Can two fuseable pairs be decoded in the same clock cycle?-CodePudding

I'm trying to verify the conclusion that two fuseable pairs can be decoded in the same clock cycle, using my Intel i7-10700 and ubuntu 20.04.

The test code is arranged like below, and it is copied like 8000 times to avoid the influence of LSD and DSB (to use MITE mostly).

ALIGN 32
.loop_1:
    dec ecx
    jge .loop_2
.loop_2:
    dec ecx
    jge .loop_3
.loop_3:
    dec ecx
    jge .loop_4
.loop_4:
.loop_5:
    dec ecx
    jge .loop_6

The test result tells that only one pair is fused in a single cycle. ( r479 div r1002479 )

 Performance counter stats for process id '22597':

   120,459,876,711      cycles                                                      
    35,514,146,968      instructions     #    0.29  insn per cycle         
    17,792,584,278      r479             # r479: Number of uops delivered                     
                                         # to Instruction Decode Queue (IDQ) from MITE path                                  
        50,968,497      r4002479        
                                         
                                                  
    17,756,894,879      r1002479         # r1002479: Cycles MITE is delivering any Uop                                              

      26.444208448 seconds time elapsed

I don't think Agner's conclusion is wrong. Therefore, is there something wrong with my perf usage, or did I fail to find insights in the code?

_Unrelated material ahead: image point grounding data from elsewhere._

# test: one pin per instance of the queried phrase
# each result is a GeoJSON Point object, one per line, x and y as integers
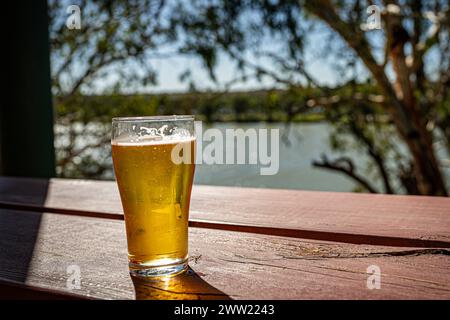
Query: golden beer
{"type": "Point", "coordinates": [155, 193]}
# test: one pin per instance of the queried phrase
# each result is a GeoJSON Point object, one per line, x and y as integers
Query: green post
{"type": "Point", "coordinates": [26, 113]}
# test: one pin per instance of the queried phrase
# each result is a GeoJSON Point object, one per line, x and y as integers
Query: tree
{"type": "Point", "coordinates": [407, 65]}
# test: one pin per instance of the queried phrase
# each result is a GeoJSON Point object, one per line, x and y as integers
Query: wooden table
{"type": "Point", "coordinates": [244, 244]}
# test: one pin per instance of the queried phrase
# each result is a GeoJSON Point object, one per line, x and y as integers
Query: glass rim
{"type": "Point", "coordinates": [153, 118]}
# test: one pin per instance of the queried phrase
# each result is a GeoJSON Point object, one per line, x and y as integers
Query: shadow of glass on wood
{"type": "Point", "coordinates": [186, 286]}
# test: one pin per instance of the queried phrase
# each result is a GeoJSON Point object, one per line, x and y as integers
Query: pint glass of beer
{"type": "Point", "coordinates": [154, 167]}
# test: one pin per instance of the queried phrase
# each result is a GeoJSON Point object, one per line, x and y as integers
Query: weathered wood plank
{"type": "Point", "coordinates": [37, 248]}
{"type": "Point", "coordinates": [347, 217]}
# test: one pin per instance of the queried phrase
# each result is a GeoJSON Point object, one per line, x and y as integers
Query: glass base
{"type": "Point", "coordinates": [146, 271]}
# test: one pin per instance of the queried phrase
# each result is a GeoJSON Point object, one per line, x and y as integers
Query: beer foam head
{"type": "Point", "coordinates": [161, 135]}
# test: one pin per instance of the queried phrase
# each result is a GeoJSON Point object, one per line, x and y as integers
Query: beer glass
{"type": "Point", "coordinates": [154, 167]}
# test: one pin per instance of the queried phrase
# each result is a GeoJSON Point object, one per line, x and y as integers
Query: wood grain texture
{"type": "Point", "coordinates": [227, 264]}
{"type": "Point", "coordinates": [353, 218]}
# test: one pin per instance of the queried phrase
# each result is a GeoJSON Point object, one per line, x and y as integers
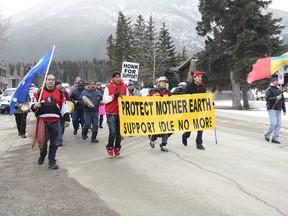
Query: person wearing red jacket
{"type": "Point", "coordinates": [160, 90]}
{"type": "Point", "coordinates": [195, 87]}
{"type": "Point", "coordinates": [112, 91]}
{"type": "Point", "coordinates": [49, 108]}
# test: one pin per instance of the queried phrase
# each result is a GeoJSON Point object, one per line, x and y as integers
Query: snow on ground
{"type": "Point", "coordinates": [257, 108]}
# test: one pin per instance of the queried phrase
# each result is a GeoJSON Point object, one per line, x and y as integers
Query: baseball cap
{"type": "Point", "coordinates": [162, 78]}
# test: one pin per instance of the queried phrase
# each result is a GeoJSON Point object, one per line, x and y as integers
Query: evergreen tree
{"type": "Point", "coordinates": [237, 33]}
{"type": "Point", "coordinates": [166, 55]}
{"type": "Point", "coordinates": [123, 41]}
{"type": "Point", "coordinates": [150, 53]}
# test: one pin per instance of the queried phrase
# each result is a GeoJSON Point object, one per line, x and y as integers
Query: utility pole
{"type": "Point", "coordinates": [154, 63]}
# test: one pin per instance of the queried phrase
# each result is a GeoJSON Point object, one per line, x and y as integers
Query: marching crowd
{"type": "Point", "coordinates": [91, 103]}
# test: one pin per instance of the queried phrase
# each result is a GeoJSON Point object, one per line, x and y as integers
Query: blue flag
{"type": "Point", "coordinates": [20, 94]}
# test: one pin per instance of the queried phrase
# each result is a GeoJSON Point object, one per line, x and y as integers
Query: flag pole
{"type": "Point", "coordinates": [215, 135]}
{"type": "Point", "coordinates": [41, 91]}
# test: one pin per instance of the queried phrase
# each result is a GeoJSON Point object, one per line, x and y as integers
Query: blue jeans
{"type": "Point", "coordinates": [61, 130]}
{"type": "Point", "coordinates": [91, 118]}
{"type": "Point", "coordinates": [199, 140]}
{"type": "Point", "coordinates": [76, 115]}
{"type": "Point", "coordinates": [114, 131]}
{"type": "Point", "coordinates": [51, 133]}
{"type": "Point", "coordinates": [275, 124]}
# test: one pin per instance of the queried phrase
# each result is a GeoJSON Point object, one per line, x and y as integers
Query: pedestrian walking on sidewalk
{"type": "Point", "coordinates": [48, 110]}
{"type": "Point", "coordinates": [195, 87]}
{"type": "Point", "coordinates": [112, 91]}
{"type": "Point", "coordinates": [160, 90]}
{"type": "Point", "coordinates": [275, 103]}
{"type": "Point", "coordinates": [91, 111]}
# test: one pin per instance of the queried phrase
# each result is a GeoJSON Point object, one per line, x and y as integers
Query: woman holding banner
{"type": "Point", "coordinates": [195, 87]}
{"type": "Point", "coordinates": [160, 90]}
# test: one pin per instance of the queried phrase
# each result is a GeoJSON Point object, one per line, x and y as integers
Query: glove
{"type": "Point", "coordinates": [37, 105]}
{"type": "Point", "coordinates": [116, 94]}
{"type": "Point", "coordinates": [279, 97]}
{"type": "Point", "coordinates": [66, 124]}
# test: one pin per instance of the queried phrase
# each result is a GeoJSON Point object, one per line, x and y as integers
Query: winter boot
{"type": "Point", "coordinates": [93, 138]}
{"type": "Point", "coordinates": [84, 135]}
{"type": "Point", "coordinates": [117, 152]}
{"type": "Point", "coordinates": [110, 152]}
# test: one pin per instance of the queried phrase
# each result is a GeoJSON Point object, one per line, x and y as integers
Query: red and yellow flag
{"type": "Point", "coordinates": [265, 67]}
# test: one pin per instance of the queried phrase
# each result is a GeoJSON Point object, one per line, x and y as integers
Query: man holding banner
{"type": "Point", "coordinates": [112, 91]}
{"type": "Point", "coordinates": [160, 90]}
{"type": "Point", "coordinates": [49, 104]}
{"type": "Point", "coordinates": [195, 87]}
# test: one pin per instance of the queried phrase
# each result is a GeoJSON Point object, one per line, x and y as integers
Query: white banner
{"type": "Point", "coordinates": [130, 71]}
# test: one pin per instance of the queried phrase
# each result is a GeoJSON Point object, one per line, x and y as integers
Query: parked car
{"type": "Point", "coordinates": [6, 99]}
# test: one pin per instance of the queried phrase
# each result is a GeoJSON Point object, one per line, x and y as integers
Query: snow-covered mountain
{"type": "Point", "coordinates": [79, 28]}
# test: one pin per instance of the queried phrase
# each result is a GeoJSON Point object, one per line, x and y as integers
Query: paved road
{"type": "Point", "coordinates": [241, 175]}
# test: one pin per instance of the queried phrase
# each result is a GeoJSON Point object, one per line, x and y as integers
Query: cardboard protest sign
{"type": "Point", "coordinates": [130, 71]}
{"type": "Point", "coordinates": [167, 114]}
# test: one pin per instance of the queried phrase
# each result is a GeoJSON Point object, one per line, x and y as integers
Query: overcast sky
{"type": "Point", "coordinates": [11, 7]}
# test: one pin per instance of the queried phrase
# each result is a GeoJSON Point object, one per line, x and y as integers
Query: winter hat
{"type": "Point", "coordinates": [81, 83]}
{"type": "Point", "coordinates": [162, 79]}
{"type": "Point", "coordinates": [197, 73]}
{"type": "Point", "coordinates": [115, 73]}
{"type": "Point", "coordinates": [58, 82]}
{"type": "Point", "coordinates": [130, 83]}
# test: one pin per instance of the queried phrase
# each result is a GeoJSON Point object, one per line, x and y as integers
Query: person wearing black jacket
{"type": "Point", "coordinates": [78, 114]}
{"type": "Point", "coordinates": [274, 103]}
{"type": "Point", "coordinates": [195, 87]}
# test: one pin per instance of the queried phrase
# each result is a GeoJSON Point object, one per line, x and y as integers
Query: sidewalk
{"type": "Point", "coordinates": [28, 189]}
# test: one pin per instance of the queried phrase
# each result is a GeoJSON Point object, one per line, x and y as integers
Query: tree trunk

CodePudding user response：

On Haswell and later, yes. On Ivy Bridge and earlier, no.

On Ice Lake and later, Agner Fog says macro-fusion is done right after decode, instead of in the decoders which required the pre-decoders to send the right chunks of x86 machine code to decoders accordingly. (And Ice Lake has slightly different restrictions: Instructions with a memory operand cannot fuse, unlike previous CPU models. Instructions with an immediate operand can fuse.) So on Ice Lake, macro-fusion doesn't let the decoders handle more than 5 instructions per clock.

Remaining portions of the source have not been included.